No, it shouldn't: the ^ and $ anchors prevent it from doing so, forcing to look for a non-empty string composed entirely of uppercase characters.
Moreover, you cannot expect a group count in an expression that does not define groups to be anything other than zero (no matches) or one (a single match).
If you insist on using a regex, use a simple [A-Z] expression with no anchors, and call matcher.find() in a loop. A better approach, however, would be calling Character.isUpperCase on the characters of your string, and counting the hits:
int count = 0;
for (char c : str.toCharArray()) {
if (Character.isUpperCase(c)) {
count++;
}
}
Your pattern as you've written it looks for 1 or more capital letters between the beginning and the end of the line...if there are any lowercase characters in the line it won't match.
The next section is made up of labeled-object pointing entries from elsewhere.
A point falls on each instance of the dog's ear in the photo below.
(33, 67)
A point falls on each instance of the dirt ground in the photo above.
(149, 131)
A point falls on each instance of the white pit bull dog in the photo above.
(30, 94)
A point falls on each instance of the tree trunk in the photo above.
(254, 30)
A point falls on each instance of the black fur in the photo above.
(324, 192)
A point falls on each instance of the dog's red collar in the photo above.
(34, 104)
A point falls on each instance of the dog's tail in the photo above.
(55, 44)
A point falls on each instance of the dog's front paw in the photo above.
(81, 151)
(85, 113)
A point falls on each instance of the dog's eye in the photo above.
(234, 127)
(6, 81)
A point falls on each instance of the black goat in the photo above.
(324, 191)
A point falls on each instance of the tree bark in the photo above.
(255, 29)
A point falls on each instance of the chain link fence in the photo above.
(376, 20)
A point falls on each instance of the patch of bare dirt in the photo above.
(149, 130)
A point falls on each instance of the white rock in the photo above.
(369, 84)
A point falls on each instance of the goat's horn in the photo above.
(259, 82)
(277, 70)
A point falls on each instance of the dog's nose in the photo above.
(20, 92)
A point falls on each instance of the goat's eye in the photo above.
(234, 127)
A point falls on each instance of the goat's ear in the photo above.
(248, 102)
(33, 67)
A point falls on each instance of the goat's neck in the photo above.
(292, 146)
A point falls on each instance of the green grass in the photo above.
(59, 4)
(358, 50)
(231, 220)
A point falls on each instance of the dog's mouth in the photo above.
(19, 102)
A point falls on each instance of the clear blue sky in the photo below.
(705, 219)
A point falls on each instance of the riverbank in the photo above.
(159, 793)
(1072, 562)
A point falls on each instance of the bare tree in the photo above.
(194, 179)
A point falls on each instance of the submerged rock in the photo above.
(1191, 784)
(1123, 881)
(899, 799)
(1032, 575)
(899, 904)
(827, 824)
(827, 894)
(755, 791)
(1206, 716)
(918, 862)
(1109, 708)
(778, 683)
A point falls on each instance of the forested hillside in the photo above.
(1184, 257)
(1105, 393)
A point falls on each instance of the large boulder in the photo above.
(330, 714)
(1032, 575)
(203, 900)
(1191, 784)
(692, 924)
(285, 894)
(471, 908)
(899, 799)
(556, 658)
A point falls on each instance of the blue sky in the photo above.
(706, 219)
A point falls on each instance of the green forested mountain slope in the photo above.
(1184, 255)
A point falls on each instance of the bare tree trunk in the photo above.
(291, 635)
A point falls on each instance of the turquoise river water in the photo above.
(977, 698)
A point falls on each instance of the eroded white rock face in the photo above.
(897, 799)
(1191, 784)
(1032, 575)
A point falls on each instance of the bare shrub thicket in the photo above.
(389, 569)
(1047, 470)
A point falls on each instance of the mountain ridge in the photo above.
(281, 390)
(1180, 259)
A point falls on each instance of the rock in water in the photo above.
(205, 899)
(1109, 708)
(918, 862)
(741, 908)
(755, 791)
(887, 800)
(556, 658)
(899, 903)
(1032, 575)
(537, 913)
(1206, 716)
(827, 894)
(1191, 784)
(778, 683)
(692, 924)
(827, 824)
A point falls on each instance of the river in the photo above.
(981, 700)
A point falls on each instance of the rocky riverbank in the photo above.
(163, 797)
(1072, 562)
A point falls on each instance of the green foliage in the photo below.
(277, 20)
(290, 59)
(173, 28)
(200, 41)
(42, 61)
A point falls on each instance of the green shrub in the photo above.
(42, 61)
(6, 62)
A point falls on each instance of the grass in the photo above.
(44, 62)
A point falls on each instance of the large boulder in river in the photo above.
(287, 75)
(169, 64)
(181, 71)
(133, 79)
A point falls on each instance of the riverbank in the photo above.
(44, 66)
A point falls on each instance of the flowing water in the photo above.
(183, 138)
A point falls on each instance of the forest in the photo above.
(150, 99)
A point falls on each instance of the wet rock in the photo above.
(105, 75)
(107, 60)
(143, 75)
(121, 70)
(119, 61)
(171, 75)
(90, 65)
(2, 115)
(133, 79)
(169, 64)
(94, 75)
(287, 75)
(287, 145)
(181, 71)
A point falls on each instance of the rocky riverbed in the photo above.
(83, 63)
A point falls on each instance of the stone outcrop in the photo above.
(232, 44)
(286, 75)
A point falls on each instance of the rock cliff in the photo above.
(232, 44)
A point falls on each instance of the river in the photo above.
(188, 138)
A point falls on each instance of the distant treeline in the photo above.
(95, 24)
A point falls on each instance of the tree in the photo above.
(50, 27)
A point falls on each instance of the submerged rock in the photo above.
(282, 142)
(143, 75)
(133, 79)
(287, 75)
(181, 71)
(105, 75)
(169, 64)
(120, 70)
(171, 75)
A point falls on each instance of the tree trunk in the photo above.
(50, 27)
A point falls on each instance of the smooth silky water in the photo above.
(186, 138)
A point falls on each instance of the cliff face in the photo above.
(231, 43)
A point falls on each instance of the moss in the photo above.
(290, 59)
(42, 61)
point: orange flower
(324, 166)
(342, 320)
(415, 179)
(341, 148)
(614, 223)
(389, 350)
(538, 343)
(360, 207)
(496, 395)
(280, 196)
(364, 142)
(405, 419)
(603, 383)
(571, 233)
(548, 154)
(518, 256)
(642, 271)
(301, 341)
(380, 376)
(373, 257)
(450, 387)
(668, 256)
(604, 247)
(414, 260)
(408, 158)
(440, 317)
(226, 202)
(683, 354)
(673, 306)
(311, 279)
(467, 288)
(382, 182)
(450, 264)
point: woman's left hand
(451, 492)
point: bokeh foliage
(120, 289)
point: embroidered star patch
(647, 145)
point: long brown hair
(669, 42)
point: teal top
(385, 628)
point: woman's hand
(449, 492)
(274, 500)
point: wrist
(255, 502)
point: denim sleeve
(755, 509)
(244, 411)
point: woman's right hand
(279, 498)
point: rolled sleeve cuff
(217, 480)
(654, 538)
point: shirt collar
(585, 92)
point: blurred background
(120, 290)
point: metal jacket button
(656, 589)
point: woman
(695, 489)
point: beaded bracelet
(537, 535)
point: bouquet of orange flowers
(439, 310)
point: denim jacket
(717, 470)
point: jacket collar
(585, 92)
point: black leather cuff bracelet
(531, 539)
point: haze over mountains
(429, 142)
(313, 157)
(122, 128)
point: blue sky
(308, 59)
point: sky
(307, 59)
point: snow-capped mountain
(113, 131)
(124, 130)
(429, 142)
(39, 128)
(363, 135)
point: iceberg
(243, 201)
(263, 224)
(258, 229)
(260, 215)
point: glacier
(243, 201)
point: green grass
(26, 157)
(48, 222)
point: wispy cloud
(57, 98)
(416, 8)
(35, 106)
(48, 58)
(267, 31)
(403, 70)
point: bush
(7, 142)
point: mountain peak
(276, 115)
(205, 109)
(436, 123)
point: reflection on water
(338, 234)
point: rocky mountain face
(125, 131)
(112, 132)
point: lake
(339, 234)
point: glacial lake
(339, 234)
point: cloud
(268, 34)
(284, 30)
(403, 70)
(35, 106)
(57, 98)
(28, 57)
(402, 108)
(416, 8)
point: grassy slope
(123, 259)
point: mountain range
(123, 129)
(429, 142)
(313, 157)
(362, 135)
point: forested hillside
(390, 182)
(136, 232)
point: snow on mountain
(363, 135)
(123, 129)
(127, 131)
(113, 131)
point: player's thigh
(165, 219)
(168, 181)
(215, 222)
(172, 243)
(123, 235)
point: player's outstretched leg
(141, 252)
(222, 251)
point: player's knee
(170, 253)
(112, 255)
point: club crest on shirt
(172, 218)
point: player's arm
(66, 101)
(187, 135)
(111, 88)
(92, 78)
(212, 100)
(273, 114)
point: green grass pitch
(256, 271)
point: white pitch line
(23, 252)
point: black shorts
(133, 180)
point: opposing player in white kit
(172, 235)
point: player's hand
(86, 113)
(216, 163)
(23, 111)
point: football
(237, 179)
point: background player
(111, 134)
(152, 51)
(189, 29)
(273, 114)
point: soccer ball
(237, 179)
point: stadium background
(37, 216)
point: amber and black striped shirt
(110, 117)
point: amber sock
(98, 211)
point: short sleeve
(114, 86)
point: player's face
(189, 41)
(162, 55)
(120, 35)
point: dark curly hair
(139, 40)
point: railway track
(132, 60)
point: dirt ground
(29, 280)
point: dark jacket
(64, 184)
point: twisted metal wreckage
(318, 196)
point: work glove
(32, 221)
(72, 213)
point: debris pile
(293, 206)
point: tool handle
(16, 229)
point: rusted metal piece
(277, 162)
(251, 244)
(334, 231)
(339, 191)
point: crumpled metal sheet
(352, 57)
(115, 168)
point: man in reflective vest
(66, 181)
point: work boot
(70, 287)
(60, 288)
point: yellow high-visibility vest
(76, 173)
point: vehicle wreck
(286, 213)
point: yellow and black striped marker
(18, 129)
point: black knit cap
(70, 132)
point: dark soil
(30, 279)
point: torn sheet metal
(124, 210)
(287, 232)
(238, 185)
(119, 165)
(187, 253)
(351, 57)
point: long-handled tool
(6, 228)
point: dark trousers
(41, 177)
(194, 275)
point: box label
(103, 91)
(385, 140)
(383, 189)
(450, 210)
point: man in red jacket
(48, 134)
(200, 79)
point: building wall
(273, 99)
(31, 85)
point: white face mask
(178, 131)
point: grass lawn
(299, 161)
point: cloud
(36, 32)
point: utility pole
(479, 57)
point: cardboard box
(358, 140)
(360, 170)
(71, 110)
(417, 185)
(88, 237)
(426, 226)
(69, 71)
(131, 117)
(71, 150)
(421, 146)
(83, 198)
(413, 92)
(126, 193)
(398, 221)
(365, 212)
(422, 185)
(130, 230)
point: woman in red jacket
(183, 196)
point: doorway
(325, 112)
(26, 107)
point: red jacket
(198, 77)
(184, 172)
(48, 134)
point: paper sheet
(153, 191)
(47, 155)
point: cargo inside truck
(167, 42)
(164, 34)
In this example i'm using a regex(regular Expression) to count the number of UpperCase and LowerCase letters in the given string using Java.
import java.util.regex.*;
import java.util.Scanner;
import java.io.*;
public class CandidateCode {
public static void main(String args[] ) throws Exception {
Scanner sc= new Scanner(System.in);
// Reads the String of data entered in a line
String str = sc.nextLine();
//counts uppercase letteres in the given String
int countuc = str.split("([A-Z]+?)").length;
//counts lowercase letteres in the given String
int countlc = str.split("([a-z]+?)").length;
System.out.println("UpperCase count: "+countuc-1);
System.out.println("LowerCase count: "+countlc-1);
}
}
Change the regular expression to
[A-Z] which checks all occurrences of capital letters
Please refer the below example which counts number of capital letters in a string using pattern
#Test
public void testCountTheNumberOfUpperCaseCharacters() {
Pattern ptrn = Pattern.compile("[A-Z]");
Matcher matcher = ptrn.matcher("ivekKVVV");
int from = 0;
int count = 0;
while(matcher.find(from)) {
count++;
from = matcher.start() + 1;
}
System.out.println(count);
}
}
You can also use Java Regex, for example:
.+[\p{javaUpperCase}].+
An example from my work project:
Here's a solution for Java 9 and later that makes use of the results() method of Matcher, which returns a stream of the results, out of which the entries can be counted. The suggestion from #Sergey Kalinichenko to remove the ^ and $ anchors has also been incorporated into the regex string.
public class RegEx {
#Test
public void testCountTheNumberOfUpperCaseCharacters() {
String testStr = "abcdefghijkTYYtyyQ";
String regEx = "\\p{Lu}";
Pattern pattern = Pattern.compile(regEx);
Matcher matcher = pattern.matcher(testStr);
long count = matcher.results().count();
System.out.printf("Found %d of capital letters in %s%n", count, testStr);
}
}
Related
If I have a String that consists of letters and numbers, how can I get rid of everything after the last number in the String?
Example:
banana_orange_62_34_wednesday would become banana_orange_62_34
1234_4564_www_6_j_1_rrrr would become 1234_4564_www_6_j_1
I tried this so far:
int endIndex = inputXMLFilename.lastIndexOf("\\d+");
inputXMLFilename = inputXMLFilename.substring(0, endIndex);
Use regex replace:
str = str.replaceAll("\\D+$", "");
What the regex means:
\D means “non-digit”
+ means “one or more of the previous term, greedy (as much of the input as possible)”
$ means “end of input”
The $ anchors the match to the end, without which this would match (and delete) all non-digits.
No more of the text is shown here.